Re: No results from SQL query
The gridview shouldn't matter. The use of a datatable named ds is pretty novel, but that's not an issue.
There isn't any exception handling in there, so if an exception is thrown, it would either be caught there, or in a global error handler if you added one. It sounds like you are not getting any errors, it's just that you aren't getting any data. You also make it sound like the exact same code does result in data with the same input when run in VS. If those statements are true, then the problem is likely that you are not connecting to the database that you think you are connecting to. There are ways that could happen, for instance you may have been connecting to a local copy of the DB while in VS, and now are connecting to some other copy.
Diagnosing a problem in production code can be difficult. What you might do is just add a messagebox at the end of the method that just shows the number of rows in the datatable. That number will be 0, but it would be instructive to see whether or not the messagebox was reached. If it wasn't, then there was an exception and the next question would be why you didn't see it.

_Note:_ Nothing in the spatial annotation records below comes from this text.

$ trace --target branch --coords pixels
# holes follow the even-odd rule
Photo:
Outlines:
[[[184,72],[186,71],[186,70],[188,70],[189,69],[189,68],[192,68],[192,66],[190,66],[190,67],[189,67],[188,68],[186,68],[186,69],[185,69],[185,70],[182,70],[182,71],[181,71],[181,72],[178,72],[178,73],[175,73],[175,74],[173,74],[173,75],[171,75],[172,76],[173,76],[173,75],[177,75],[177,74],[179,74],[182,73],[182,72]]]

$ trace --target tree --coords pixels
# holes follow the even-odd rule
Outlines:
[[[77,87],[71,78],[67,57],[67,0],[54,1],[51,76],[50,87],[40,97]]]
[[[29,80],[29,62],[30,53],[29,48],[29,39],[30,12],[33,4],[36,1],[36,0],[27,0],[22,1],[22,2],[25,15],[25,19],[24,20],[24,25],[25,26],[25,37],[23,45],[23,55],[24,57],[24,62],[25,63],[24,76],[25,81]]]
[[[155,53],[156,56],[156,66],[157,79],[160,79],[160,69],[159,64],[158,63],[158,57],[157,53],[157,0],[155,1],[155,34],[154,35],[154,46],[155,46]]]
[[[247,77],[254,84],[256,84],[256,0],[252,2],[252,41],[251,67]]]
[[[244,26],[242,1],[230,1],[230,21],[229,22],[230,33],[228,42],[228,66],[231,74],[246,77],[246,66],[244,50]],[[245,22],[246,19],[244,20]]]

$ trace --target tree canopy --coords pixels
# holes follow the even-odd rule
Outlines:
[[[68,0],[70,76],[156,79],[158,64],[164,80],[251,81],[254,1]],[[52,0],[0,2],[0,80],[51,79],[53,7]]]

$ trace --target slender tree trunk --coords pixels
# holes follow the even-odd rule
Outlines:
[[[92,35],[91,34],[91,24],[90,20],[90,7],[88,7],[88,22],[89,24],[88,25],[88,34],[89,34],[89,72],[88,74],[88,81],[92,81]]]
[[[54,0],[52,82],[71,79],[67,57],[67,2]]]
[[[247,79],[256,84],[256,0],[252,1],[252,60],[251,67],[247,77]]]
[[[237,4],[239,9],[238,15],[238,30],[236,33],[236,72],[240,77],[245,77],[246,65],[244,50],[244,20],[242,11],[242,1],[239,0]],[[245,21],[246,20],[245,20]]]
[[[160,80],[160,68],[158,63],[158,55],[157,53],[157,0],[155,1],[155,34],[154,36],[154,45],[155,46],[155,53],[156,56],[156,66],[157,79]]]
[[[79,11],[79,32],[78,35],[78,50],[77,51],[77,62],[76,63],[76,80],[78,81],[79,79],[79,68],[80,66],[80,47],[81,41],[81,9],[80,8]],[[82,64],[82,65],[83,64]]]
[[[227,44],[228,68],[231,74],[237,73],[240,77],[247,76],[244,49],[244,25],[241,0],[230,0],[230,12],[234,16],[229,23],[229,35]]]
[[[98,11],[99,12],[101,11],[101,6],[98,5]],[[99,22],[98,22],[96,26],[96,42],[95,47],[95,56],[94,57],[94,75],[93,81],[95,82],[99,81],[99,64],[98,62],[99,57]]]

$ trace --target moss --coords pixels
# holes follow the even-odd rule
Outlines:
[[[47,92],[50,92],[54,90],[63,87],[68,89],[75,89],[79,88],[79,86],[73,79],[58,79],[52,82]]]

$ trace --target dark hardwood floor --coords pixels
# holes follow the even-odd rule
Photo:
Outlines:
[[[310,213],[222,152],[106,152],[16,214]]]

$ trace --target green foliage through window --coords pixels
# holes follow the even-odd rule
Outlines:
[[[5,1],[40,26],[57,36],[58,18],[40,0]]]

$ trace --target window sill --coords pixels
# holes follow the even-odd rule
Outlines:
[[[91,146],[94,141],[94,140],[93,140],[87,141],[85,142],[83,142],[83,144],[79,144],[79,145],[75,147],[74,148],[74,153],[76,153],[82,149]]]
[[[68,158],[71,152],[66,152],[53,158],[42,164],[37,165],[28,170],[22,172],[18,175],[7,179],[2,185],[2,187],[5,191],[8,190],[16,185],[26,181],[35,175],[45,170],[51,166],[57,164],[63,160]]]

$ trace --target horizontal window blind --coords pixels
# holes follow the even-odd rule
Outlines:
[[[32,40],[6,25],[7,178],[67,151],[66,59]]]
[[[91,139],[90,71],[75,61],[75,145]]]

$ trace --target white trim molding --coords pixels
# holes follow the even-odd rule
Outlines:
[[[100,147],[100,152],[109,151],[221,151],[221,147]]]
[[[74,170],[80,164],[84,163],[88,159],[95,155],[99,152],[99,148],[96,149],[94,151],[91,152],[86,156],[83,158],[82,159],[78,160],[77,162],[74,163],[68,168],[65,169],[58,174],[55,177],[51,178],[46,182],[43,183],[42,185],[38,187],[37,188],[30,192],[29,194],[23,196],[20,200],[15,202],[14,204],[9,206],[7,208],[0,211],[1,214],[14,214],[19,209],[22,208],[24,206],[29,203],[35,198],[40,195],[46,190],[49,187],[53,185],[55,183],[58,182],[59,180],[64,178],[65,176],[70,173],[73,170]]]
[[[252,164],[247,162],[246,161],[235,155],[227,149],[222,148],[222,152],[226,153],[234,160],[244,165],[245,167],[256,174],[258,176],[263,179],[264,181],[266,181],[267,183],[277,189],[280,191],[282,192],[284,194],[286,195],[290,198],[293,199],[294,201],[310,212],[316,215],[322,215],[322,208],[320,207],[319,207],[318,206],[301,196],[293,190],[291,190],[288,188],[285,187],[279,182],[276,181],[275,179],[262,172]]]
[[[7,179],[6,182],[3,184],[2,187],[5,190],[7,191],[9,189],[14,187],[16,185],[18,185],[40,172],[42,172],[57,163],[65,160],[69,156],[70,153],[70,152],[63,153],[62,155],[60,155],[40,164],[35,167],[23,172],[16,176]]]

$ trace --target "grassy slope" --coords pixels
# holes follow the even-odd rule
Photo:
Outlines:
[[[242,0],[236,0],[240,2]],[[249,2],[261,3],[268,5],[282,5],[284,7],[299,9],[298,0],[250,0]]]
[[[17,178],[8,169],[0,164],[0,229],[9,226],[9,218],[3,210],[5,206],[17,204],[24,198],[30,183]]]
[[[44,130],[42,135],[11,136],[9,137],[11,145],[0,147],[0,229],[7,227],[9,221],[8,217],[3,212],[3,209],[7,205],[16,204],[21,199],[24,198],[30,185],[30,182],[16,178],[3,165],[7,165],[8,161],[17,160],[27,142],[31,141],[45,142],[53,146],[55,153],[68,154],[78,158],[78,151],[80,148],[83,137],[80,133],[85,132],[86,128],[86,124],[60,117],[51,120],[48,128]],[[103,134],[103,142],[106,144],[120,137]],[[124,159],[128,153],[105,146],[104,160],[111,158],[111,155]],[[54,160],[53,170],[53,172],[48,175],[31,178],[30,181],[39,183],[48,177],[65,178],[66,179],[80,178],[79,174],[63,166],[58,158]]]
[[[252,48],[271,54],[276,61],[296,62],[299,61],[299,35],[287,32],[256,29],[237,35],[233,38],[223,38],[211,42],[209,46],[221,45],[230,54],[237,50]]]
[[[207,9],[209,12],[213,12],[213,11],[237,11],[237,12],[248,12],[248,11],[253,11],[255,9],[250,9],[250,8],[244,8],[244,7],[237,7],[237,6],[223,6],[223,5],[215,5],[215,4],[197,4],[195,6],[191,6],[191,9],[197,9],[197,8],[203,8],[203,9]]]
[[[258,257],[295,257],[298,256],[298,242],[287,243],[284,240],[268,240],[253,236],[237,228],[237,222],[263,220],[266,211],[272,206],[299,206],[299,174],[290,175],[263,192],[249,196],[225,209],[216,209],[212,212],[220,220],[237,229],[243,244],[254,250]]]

There are two items about the query that you might also consider:
1) You are looking for a where on a field called certno, but you wrap the argument in single quotes. A field with a name like certno doesn't sound like it would be a text field. If it is a numeric field, then the single quotes shouldn't be there.
2) In any case, you shouldn't be concatenating in text from a textbox, as that's what leads to SQL injection exploits. Instead, you should be using parameters to supply that information. This won't result in the problem you are having, though, it's just a vulnerability in the code.